The two most valuable shots in the NBA are shots at the rim and shots from behind the arc. Lay-ups and threes are the bread and butter of NBA offenses and the math bears this out pretty resoundingly.
Based upon the league average conversation of shots, a shot at the rim is worth 1.35 points and a 3-pointer is worth 1.1 points per shot. Shots from 3-10 feet (.856), 10-16 feet (.866), and 16 feet to the 3-point line (.816) are all worth under a point per shot.
In essence, if you want a good offense you want to be taking lay-ups and threes and that’s exactly what the Rockets have done. For the season, the Rockets have taken 73.7-percent of their shots either at the rim or from behind the arc.
That figure leads the NBA by 3-percent which is a sizable margin considering the league average is 64.6-percent. Stephen Silas has built an offense that is the best in the league at generating the best types of shots.
The Rockets’ downfall has been their complete and utter inability to hit shots. This isn’t an example of Silas building an offense that doesn’t play to his team’s strengths either.
The Rockets are not only the worst 3-point shooting team in the league, they’re the worst mid-range shooting team as well.
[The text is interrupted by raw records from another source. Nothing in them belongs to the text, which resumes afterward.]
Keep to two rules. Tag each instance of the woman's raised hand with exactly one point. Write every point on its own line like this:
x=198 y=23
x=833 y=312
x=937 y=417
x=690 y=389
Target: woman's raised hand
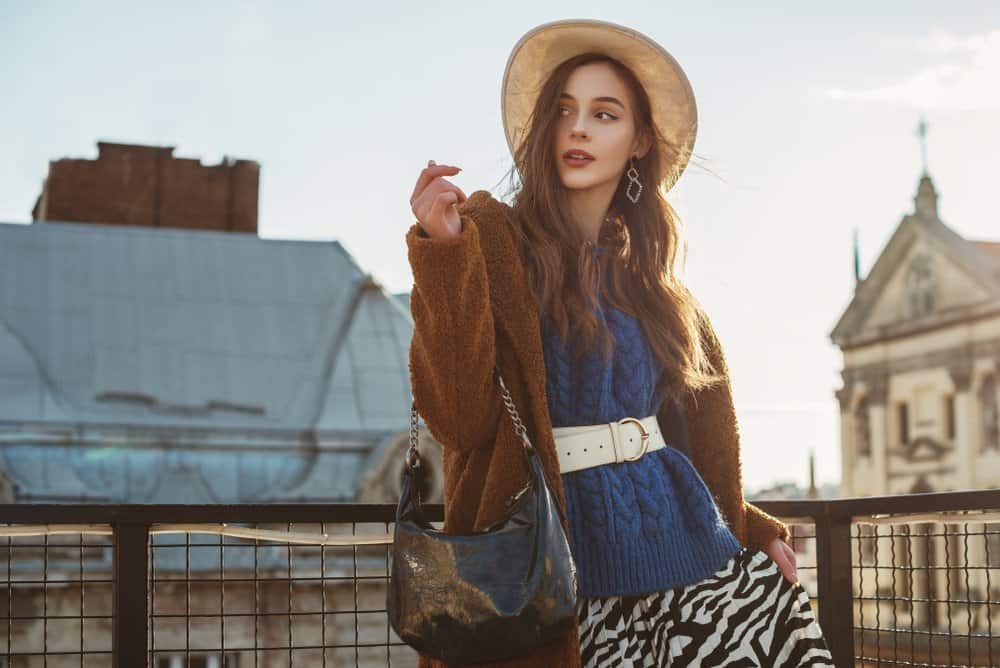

The Rockets have the 4th worst offensive rating in the NBA and if it wasn’t for their offense generating the most valuable shots it’s very likely it would be the worst.
Stephen Silas’ offensive vision needs to be believed in. The Rockets are taking the best shots in the game but their roster has utterly betrayed them. Give Silas an average shooting team and the Rockets would challenge for a top-10 offense, it’s as simple as that.